Benefícios financeiros aos mais necessitados são uma política defendida inclusive por pensadores liberais, como Milton Friedman, e não há como questionar a necessidade de apoio especialmente aos mais vulneráveis, os tão miseráveis que não têm nem mesmo condições de se erguer por conta própria da situação em que vivem, e precisam da ajuda da sociedade ou, se preciso for, do Estado. E os sucessivos governantes brasileiros não têm sido omissos neste ponto, já que o Bolsa Família vem funcionando normalmente e pode muito bem ser visto como um programa de renda básica voltado aos mais pobres. Seu valor pode estar longe do ideal, e não se trata de um benefício incondicional como a renda básica aprovada em 2004, mas as condicionantes (como a frequência escolar dos filhos) são perfeitamente razoáveis. O atual governo, inclusive, tentou por meses, ainda que de maneira bastante atabalhoada, estabelecer um programa substituto, com benefício maior e incluindo mais brasileiros, mas ele simplesmente não coube no Orçamento – como, aliás, também não caberia a renda básica ora ordenada pelo Supremo, ainda que estabelecida de forma gradual, começando pelos mais pobres.
Se o plenário do Supremo demonstrou, na segunda-feira, não ter a menor ideia sobre a origem do dinheiro para a renda básica, o ministro Marco Aurélio Mello fez o mesmo na quarta-feira, quando, liminarmente, ordenou que o governo realize o Censo, que deveria ter ocorrido em 2020, mas foi adiado devido à pandemia de Covid-19, e também não seria feito em 2021 por falta de previsão orçamentária. Os cerca de R$ 2 bilhões necessários para o recenseamento foram deslocados pelo senador Márcio Bittar (MDB-AC), relator do Orçamento, para emendas parlamentares, e o presidente Jair Bolsonaro ainda vetou mais R$ 17 milhões que poderiam ser empregados na preparação do Censo em 2022. De onde o governo terá de retirar o dinheiro para o Censo? Problema do Poder Executivo, já que Marco Aurélio simplesmente lavou as mãos quanto a isso.
Há vários motivos pelos quais se pode criticar a decisão de adiar mais uma vez o Censo. Já há muito se consolidou a noção de que dados também são uma riqueza – qualquer empresa busca o máximo possível de informações sobre seus clientes, por exemplo, para oferecer melhores produtos e serviços e maximizar seus resultados. Com o poder público não é diferente: quanto mais precisas as informações sobre a população, mais eficientes serão as políticas públicas e a alocação de recursos e investimentos.
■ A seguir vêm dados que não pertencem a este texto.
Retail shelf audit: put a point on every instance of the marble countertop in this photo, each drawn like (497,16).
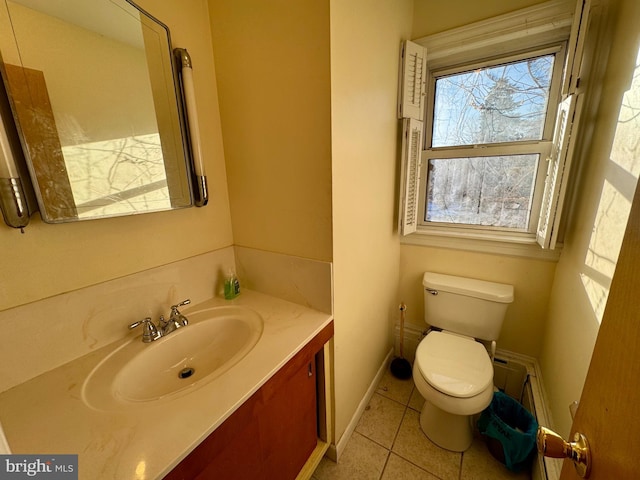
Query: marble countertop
(46,415)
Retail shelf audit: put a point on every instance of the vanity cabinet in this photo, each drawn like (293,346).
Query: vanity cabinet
(273,434)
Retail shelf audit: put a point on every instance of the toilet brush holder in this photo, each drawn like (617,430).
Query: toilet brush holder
(400,366)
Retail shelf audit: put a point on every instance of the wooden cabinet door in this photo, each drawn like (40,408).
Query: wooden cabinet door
(272,435)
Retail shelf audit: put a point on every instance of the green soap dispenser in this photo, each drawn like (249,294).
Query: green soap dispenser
(231,286)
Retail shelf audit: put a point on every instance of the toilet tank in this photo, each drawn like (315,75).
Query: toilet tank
(465,305)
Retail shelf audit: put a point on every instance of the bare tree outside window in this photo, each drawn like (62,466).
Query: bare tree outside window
(502,104)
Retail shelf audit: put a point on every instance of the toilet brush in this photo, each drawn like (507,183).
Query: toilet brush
(400,366)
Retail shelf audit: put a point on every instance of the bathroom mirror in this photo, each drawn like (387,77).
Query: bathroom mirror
(94,93)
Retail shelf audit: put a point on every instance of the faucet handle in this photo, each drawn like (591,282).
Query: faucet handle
(174,308)
(149,331)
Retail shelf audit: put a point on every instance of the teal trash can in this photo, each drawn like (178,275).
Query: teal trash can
(509,423)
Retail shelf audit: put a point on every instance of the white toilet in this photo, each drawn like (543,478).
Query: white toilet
(452,371)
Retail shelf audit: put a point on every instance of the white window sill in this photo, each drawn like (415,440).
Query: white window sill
(482,242)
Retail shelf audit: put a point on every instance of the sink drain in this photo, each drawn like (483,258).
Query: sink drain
(186,372)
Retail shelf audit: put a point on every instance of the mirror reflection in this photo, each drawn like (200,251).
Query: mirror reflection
(94,94)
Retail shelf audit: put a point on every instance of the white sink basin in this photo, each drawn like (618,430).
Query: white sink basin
(136,373)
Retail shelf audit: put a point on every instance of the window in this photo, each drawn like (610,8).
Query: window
(491,161)
(487,137)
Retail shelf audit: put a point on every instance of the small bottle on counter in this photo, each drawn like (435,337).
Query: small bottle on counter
(231,286)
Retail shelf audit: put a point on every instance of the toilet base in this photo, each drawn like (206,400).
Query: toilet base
(448,431)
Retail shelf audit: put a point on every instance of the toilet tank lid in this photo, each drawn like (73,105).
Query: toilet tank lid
(471,287)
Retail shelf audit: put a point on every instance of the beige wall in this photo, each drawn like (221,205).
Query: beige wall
(434,16)
(365,39)
(50,259)
(273,76)
(526,316)
(611,162)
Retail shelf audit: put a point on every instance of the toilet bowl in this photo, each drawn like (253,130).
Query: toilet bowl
(454,375)
(452,371)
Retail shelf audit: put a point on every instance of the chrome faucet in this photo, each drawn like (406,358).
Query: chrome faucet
(176,319)
(151,332)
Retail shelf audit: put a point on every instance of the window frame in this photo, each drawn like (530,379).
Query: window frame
(541,147)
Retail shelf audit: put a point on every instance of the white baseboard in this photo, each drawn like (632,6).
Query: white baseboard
(544,468)
(335,450)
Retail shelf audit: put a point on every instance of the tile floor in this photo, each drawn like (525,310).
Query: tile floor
(389,445)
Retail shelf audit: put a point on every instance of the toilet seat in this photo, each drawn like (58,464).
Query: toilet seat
(453,364)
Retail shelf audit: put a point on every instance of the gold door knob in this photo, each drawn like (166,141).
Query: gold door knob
(550,444)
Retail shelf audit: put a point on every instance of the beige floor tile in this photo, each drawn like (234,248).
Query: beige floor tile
(412,444)
(398,468)
(416,401)
(479,464)
(381,420)
(394,388)
(362,459)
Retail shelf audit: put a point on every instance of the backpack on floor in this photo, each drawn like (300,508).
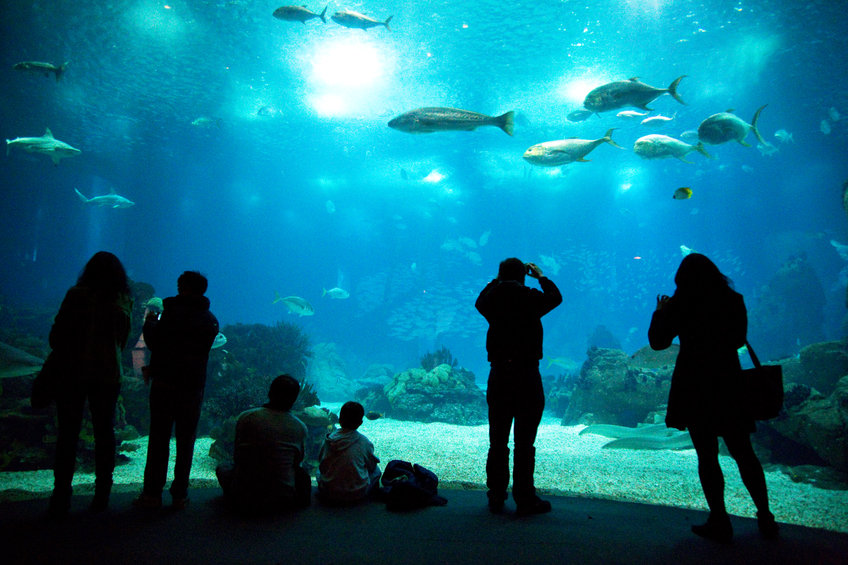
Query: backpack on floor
(407,486)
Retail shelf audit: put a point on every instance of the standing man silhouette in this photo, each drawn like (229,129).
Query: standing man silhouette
(179,344)
(514,393)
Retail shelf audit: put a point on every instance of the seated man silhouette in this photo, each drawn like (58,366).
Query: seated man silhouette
(266,475)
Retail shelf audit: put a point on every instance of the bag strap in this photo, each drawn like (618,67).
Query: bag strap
(752,354)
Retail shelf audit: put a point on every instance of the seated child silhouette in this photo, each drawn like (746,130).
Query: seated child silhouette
(348,470)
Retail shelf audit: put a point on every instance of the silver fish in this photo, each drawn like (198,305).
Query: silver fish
(656,146)
(298,14)
(42,68)
(46,145)
(564,151)
(427,120)
(355,20)
(628,93)
(725,126)
(111,200)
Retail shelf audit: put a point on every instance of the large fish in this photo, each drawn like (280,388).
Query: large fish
(624,93)
(724,127)
(42,68)
(564,151)
(46,145)
(427,120)
(298,14)
(656,146)
(355,20)
(111,200)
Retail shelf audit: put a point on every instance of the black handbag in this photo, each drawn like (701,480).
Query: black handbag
(46,384)
(762,389)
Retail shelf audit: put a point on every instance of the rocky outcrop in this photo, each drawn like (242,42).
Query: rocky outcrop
(613,390)
(327,373)
(444,394)
(819,422)
(822,365)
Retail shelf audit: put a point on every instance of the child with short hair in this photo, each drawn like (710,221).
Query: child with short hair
(347,469)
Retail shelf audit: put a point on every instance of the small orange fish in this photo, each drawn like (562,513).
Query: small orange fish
(682,193)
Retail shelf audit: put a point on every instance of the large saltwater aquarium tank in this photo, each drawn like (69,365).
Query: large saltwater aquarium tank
(220,137)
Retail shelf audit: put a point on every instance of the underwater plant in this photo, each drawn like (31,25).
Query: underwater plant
(441,356)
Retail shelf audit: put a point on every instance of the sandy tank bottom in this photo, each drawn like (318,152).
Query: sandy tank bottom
(566,464)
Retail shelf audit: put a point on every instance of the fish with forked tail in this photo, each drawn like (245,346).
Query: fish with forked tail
(631,92)
(355,20)
(657,146)
(725,126)
(427,120)
(564,151)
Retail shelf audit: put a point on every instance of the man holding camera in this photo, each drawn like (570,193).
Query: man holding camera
(514,393)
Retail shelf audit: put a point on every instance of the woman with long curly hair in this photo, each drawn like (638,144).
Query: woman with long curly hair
(88,335)
(711,321)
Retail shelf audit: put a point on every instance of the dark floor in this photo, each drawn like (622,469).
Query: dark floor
(578,530)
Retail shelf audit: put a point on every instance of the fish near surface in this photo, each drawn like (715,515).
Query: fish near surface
(427,120)
(337,293)
(622,93)
(725,126)
(42,68)
(45,145)
(298,14)
(658,146)
(111,200)
(564,151)
(355,20)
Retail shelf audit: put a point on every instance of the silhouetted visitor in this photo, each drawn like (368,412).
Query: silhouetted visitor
(348,470)
(88,334)
(269,448)
(179,344)
(514,346)
(711,321)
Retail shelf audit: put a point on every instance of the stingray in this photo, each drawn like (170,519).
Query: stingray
(17,363)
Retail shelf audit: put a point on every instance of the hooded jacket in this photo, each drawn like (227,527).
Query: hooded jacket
(348,466)
(180,341)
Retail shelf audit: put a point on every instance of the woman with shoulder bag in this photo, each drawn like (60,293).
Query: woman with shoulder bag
(706,394)
(88,335)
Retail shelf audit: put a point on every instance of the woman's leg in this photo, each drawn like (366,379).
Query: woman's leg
(709,470)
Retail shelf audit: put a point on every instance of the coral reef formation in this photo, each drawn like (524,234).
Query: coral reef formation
(611,390)
(327,373)
(443,394)
(790,310)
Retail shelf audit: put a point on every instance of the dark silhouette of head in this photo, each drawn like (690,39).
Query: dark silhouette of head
(512,269)
(283,392)
(351,414)
(698,276)
(192,282)
(105,274)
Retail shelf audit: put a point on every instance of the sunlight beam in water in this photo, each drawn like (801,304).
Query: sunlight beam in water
(345,75)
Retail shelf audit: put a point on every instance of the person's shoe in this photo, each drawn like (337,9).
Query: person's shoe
(767,525)
(496,501)
(60,504)
(716,529)
(148,501)
(532,506)
(100,502)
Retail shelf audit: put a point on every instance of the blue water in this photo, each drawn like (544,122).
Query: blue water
(315,190)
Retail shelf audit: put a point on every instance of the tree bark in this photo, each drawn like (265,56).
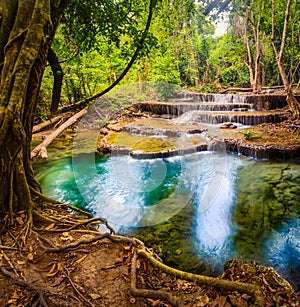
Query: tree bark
(291,100)
(41,149)
(58,76)
(25,53)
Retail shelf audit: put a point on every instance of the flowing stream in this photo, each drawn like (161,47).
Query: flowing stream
(196,211)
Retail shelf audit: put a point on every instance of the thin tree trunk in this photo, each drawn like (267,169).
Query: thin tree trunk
(291,100)
(58,76)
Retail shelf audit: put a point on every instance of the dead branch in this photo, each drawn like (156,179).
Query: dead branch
(8,248)
(81,296)
(149,293)
(25,284)
(41,150)
(48,123)
(86,222)
(250,289)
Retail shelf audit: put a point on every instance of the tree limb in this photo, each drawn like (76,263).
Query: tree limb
(84,102)
(250,289)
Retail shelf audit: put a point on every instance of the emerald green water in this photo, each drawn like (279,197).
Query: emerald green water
(196,211)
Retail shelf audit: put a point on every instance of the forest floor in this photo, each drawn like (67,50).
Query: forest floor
(77,266)
(59,265)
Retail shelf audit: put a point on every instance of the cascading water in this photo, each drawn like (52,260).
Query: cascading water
(189,207)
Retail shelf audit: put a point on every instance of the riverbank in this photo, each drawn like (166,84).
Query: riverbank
(82,267)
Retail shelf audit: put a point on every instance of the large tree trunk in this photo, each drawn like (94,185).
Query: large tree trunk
(31,30)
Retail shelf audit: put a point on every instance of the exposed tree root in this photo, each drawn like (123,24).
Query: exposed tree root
(40,301)
(250,289)
(149,293)
(72,246)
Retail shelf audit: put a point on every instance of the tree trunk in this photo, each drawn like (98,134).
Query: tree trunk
(41,149)
(25,54)
(291,100)
(58,76)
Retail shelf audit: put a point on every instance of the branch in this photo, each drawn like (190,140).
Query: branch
(139,47)
(46,124)
(25,284)
(41,150)
(250,289)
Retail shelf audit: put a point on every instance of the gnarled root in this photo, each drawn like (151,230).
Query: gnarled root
(149,293)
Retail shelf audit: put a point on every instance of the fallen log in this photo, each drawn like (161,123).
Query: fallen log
(41,149)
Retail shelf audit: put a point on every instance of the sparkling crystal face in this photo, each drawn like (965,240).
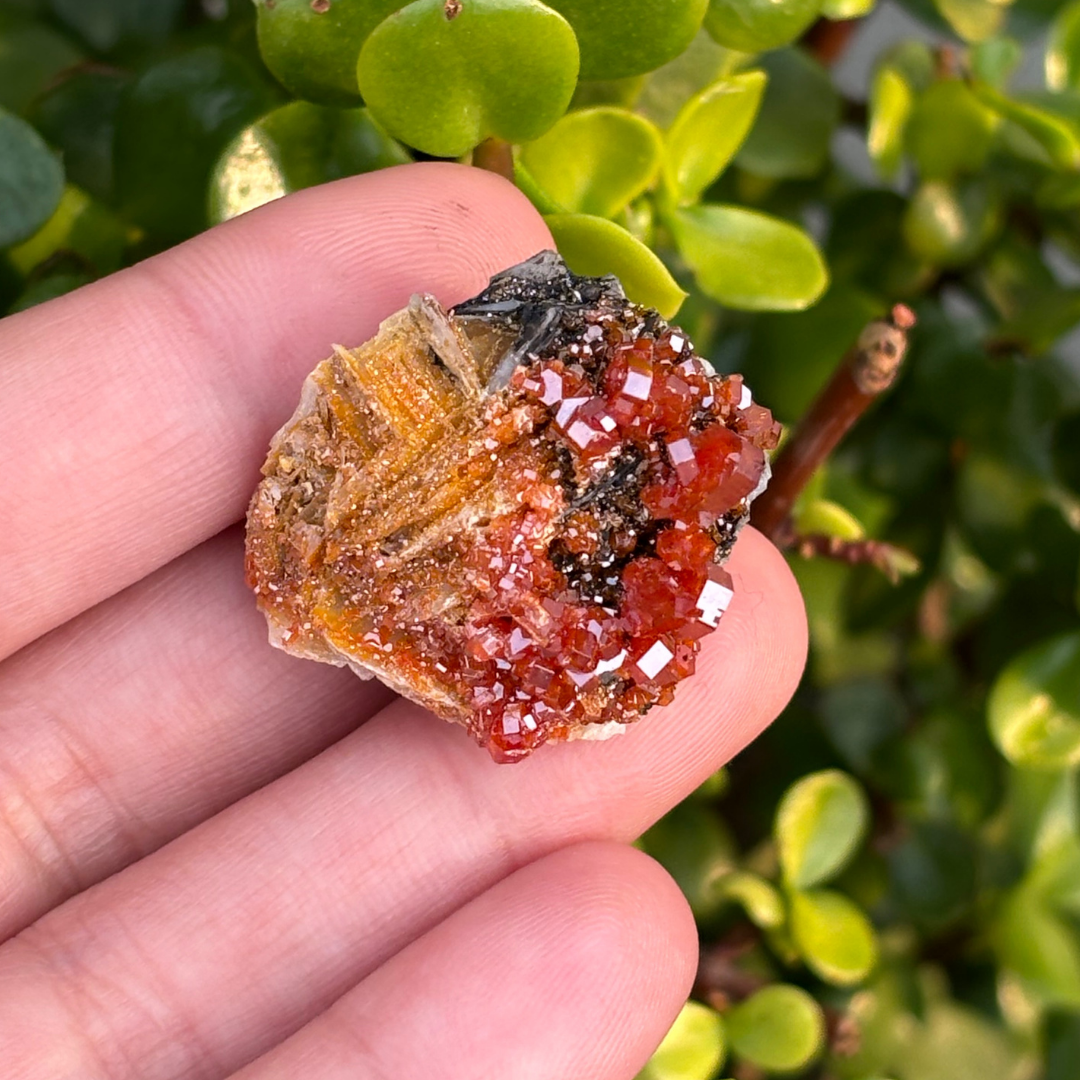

O Brasil está vivendo de estimativas feitas a partir de dados coletados em 2010, e cada ano que se passa sem a atualização dessas informações deixa os gestores mais no escuro, o que pode até mesmo levar a desperdício de recursos, aplicados onde não são necessários.
Mas não é função do Judiciário “consertar” as escolhas equivocadas do Executivo. Quando age da forma como vem agindo, o Supremo se coloca no papel de gestor público, tomando para si a função de decidir as políticas públicas de sua preferência que devem ser executadas e atropelando o programa que – goste-se dele ou não, com todos os seus acertos e erros – foi o escolhido pela maioria da população nas urnas. Ainda que as contas públicas estivessem em ordem, ainda que estivesse sobrando dinheiro nos cofres de Brasília para se realizar o Censo e para bancar a renda básica, a decisão caberá sempre ao Poder Executivo. Este tipo de interferência do Judiciário, portanto, é uma anomalia institucional grave à qual não podemos nos acostumar.